Important Points When Using CD Weld Studs

Important Points When Using CD Weld Studs

Unlike traditional resistance or TIG/MIG welding types of applications, stud welding offers a fast, efficient and easy way to fasten studs to any metal surface from thick workpieces to very thin.

The use of CD stud welding or Capacitor Discharge stud welding provides the ideal way to mate two pieces of metal without the need to drill into the workpiece and use a nut and bolt fastener. Instead, the CD weld studs are welded in place using a hand held stud weld tool and a power source that creates the arc and provides the molten material to develop a strong, durable and complete weld under the stud.

The added benefit to this system is that there is no marring of the other side of the base piece and no need for drilling, saving time, labor costs as well wear and tear on equipment.

Weld Stud Length

A drawn arc weld stud will have a slight drop in overall length during the welding process as it is driven into the molten pool and the workpiece. The same change is not true with CD weld studs.

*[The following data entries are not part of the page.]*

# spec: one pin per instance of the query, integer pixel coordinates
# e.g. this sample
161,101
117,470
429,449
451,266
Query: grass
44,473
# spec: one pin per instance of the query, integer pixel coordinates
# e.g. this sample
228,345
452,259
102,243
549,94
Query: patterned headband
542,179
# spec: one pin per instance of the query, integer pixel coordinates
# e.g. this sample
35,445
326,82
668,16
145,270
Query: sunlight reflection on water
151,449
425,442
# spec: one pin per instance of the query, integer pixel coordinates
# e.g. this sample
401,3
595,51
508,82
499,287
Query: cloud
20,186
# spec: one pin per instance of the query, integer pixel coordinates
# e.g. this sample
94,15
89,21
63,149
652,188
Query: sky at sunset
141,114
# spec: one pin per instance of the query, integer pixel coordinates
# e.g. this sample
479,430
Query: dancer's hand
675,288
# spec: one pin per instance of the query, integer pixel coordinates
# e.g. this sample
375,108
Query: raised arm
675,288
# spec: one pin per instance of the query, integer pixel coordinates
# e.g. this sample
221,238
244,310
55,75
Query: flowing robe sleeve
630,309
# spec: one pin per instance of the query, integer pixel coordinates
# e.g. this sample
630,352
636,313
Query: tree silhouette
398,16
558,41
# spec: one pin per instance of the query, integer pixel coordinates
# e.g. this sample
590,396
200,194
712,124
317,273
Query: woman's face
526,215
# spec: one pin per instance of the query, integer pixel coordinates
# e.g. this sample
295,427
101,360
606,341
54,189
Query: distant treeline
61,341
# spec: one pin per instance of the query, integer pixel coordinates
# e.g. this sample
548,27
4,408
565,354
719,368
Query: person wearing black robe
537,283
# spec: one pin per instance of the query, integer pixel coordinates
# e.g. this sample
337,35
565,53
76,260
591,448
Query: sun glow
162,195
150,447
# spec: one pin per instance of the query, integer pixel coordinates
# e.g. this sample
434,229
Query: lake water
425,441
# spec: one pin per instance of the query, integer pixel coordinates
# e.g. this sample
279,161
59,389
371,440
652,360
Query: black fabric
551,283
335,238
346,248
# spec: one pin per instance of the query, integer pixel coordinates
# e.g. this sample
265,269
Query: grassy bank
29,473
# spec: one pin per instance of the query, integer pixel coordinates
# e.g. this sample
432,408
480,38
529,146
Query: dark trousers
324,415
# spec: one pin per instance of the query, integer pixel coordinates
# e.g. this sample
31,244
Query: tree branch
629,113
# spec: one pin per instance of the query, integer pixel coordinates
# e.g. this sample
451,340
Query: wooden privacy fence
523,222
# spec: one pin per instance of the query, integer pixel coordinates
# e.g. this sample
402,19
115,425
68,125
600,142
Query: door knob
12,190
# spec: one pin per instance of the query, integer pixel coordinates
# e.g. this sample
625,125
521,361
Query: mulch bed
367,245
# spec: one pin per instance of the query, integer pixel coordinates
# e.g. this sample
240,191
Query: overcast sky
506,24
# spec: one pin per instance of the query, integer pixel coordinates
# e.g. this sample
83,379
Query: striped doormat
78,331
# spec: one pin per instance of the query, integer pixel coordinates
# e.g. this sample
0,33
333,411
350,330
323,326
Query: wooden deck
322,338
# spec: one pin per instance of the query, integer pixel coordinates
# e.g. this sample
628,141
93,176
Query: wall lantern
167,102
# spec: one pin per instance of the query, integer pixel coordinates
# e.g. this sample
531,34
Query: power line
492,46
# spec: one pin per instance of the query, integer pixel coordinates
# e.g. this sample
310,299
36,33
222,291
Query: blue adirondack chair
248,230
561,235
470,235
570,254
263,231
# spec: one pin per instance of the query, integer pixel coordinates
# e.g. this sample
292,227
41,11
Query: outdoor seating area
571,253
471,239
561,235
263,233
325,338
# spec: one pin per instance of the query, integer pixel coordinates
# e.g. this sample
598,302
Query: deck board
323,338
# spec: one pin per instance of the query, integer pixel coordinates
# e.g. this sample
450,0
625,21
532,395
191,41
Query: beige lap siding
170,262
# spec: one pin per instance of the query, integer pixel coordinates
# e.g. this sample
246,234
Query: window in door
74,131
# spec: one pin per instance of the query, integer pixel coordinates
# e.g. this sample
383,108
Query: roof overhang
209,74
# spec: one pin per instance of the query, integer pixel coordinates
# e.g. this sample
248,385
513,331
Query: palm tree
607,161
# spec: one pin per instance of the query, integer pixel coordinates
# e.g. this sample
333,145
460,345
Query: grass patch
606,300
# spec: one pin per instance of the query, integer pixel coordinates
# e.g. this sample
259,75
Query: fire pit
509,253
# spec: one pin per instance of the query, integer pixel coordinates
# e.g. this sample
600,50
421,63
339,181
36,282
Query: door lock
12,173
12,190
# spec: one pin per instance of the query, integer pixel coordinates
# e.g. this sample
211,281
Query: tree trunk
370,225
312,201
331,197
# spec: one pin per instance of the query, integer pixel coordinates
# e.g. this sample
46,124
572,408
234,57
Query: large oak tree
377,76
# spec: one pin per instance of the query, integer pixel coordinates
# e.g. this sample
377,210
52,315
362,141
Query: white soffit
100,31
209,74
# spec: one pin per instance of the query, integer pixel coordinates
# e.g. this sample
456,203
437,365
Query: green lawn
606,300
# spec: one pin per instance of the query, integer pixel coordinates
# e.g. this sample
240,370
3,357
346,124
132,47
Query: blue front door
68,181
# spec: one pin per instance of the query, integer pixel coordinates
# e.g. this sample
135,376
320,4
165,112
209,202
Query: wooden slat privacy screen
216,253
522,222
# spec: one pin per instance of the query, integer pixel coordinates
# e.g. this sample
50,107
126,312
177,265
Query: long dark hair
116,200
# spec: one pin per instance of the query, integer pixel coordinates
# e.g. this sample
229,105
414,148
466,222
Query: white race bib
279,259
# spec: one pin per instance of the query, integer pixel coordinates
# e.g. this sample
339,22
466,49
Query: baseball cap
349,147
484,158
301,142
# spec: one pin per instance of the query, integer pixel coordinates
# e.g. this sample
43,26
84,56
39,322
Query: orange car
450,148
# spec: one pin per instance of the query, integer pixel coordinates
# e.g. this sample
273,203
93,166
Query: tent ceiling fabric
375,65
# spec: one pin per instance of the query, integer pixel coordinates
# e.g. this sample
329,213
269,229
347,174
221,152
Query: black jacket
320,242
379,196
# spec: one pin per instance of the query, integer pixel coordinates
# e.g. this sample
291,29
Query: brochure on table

This means that the length that is ordered will be the length that the final attached weld stud will project from the surface of the base piece after the process. This makes it easier for sizing and also means that each weld stud is uniform in distance from the base piece.

Options to Consider

CD weld studs can either be threaded or non-threaded in their design. As these are smaller in diameter than drawn arc studs they typically do not extend past the 3/8 – 16 body diameter and thread pitch size. Custom sizes can also be ordered from some manufacturers, and some companies also carry metric sizing.

The weld studs used for CD processes are typically made of mild steel, stainless steel or aluminum. Specialty alloys are available from the top weld stud supply companies.